The qualitative data measured by the MSRRS-based carotenoid skin scanner are valid for adult volunteers of skin types I–VI [61], as the measurements are taken at the palm of the hand where the melanin and blood chromophore concentrations are strongly reduced compared to other sites of the body [59].

2.4.2. Blood Measurement

In addition, carotenoids were determined in the cord blood and in the context of the metabolic screening on the third day after birth. No additional blood samples but 0.2 mL more blood had to be taken. Carotenoids were recorded in the blood up to day four after birth. Measurements were conducted using a portable photometer (iCheck™, BioAnalyt GmbH, Germany; Figure 2c,d), which calculated the total carotene concentrations (absorption maximums 450 and 525 nm) in mg/L by measuring the color reaction of the blood serum samples. Carotene concentrations > 0.15 mg/L were detected with this fast and lab-independent technology. According to the manufacturer, the method is comparable to the two spectrophotometric reference methods, the AOAC (Association of Official Analytical Chemists) and HPLC [77]. There is a high correlation between the iCheck and AOAC (r2 = 0.99; p < 0.001) values, as well as between iCheck and HPLC (r2 = 0.94; p < 0.001) [78].

2.5. Statistics

Statistical analyses were performed by using IBM SPSS Statistics Version 27.0® (IBM Corp. Released 2020. Armonk, NY, USA).
To describe metric variables, for example, birth weight and head circumference, mean value and standard deviation (SD) were used for all items. In addition, other measures of position and scattering such as minimum, maximum and quartile ranges were determined. Absolute and relative frequencies were collected for qualitative characteristics such as pediatric and birth history.
For the validation of the skin scanner, Spearman’s correlation analysis as a test for the nonlinear relationship between blood and skin carotenoids in term infants was performed.
Shapiro–Wilk tests and quantile–quantile plots were performed to detect a normal distribution (which was mainly not confirmed) of our cohort regarding baseline characteristics. A normal distribution was only confirmed for a few individual measurements; therefore, a non-parametric test method was applied due to the predominant absence of a normal distribution. To compare quantitative variables, the Mann–Whitney U test as a non-parametric test was used, as this is the test of choice for the comparison (testing for positional difference) of two independent and small samples with non-normally distributed populations. To reduce the alpha error, the Bonferroni correction was used to adjust for multiple testing.
The Fisher exact test was used to compare the nominal hospitalization data between preterm and term infants and between infants with and without FRMD. p-values < 0.05 were considered to be significant.
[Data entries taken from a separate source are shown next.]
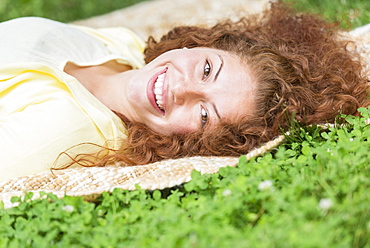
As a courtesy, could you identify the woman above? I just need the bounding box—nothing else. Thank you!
[0,1,368,180]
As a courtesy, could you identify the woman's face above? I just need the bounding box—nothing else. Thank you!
[116,48,256,134]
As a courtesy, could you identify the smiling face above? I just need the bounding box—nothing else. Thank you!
[115,48,256,134]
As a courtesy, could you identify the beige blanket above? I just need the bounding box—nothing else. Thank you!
[0,0,370,208]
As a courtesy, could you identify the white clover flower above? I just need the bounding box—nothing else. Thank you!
[62,205,75,213]
[319,198,333,211]
[258,180,273,190]
[222,189,232,196]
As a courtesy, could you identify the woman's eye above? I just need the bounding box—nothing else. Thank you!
[203,61,211,78]
[200,107,208,127]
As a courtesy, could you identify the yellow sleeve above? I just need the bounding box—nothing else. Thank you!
[70,24,145,69]
[0,64,117,180]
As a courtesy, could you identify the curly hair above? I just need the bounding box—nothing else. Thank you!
[58,3,369,169]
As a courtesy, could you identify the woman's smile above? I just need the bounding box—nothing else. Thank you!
[147,68,168,115]
[112,48,256,134]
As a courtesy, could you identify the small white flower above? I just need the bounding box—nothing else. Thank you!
[222,189,232,196]
[62,205,75,213]
[319,198,333,210]
[258,180,272,190]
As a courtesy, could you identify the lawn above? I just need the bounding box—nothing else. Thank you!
[0,0,370,248]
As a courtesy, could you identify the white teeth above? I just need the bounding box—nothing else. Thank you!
[154,88,162,95]
[154,73,165,110]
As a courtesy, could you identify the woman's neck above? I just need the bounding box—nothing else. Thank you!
[64,60,132,110]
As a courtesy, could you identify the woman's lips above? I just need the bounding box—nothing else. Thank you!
[146,68,167,116]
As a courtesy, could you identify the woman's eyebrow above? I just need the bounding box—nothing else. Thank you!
[215,54,224,81]
[212,103,221,120]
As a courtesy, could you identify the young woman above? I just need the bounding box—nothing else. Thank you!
[0,1,369,180]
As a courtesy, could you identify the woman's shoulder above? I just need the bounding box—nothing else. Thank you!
[0,16,67,28]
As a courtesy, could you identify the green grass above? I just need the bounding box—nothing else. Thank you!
[0,0,145,22]
[283,0,370,29]
[0,0,370,248]
[0,108,370,248]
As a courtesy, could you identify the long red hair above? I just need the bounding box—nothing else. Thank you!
[55,3,369,169]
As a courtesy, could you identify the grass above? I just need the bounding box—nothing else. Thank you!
[0,108,370,248]
[283,0,370,29]
[0,0,370,248]
[0,0,145,22]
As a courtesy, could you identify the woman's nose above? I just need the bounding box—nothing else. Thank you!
[172,82,205,105]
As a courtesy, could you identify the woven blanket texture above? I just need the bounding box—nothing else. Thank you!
[0,0,370,208]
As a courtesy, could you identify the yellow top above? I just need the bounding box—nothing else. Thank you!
[0,17,144,181]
Tables and line graphs are used for the exploratory presentation of significant results.

3. Results

An overview of the baseline characteristics of the cohort is shown in Table 3. Somatic parameters differ significantly between term and preterm infants, who were (as expected) younger, lighter and smaller (p < 0.001). Mothers of term newborns substituted vitamins prenatally (n = 19 vs. n = 6, p > 0.05) more often, while significantly more preterm than term infants received supplements (n = 4 vs. n = 0, p < 0.05) and iron (n = 6 vs. n = 0, p < 0.01). Regarding diet, significantly more preterm than term infants were fed with formula milk (n = 11 vs. n = 6, p < 0.01). FRMD only occurred in preterm infants (n = 10/13, 77%).
While maternal health status before pregnancy showed no difference, significantly more mothers of term infants suffered from pathological weight gain (n = 13 vs. n = 2, p < 0.05) (Table 3).

3.1. Validation

Correlation analysis shows that the skin and blood carotenoid concentrations of 22 term infants correlate positively (r = 0.8), with p = 0.10 as an indication of a tendentially significant correlation (Figure 3).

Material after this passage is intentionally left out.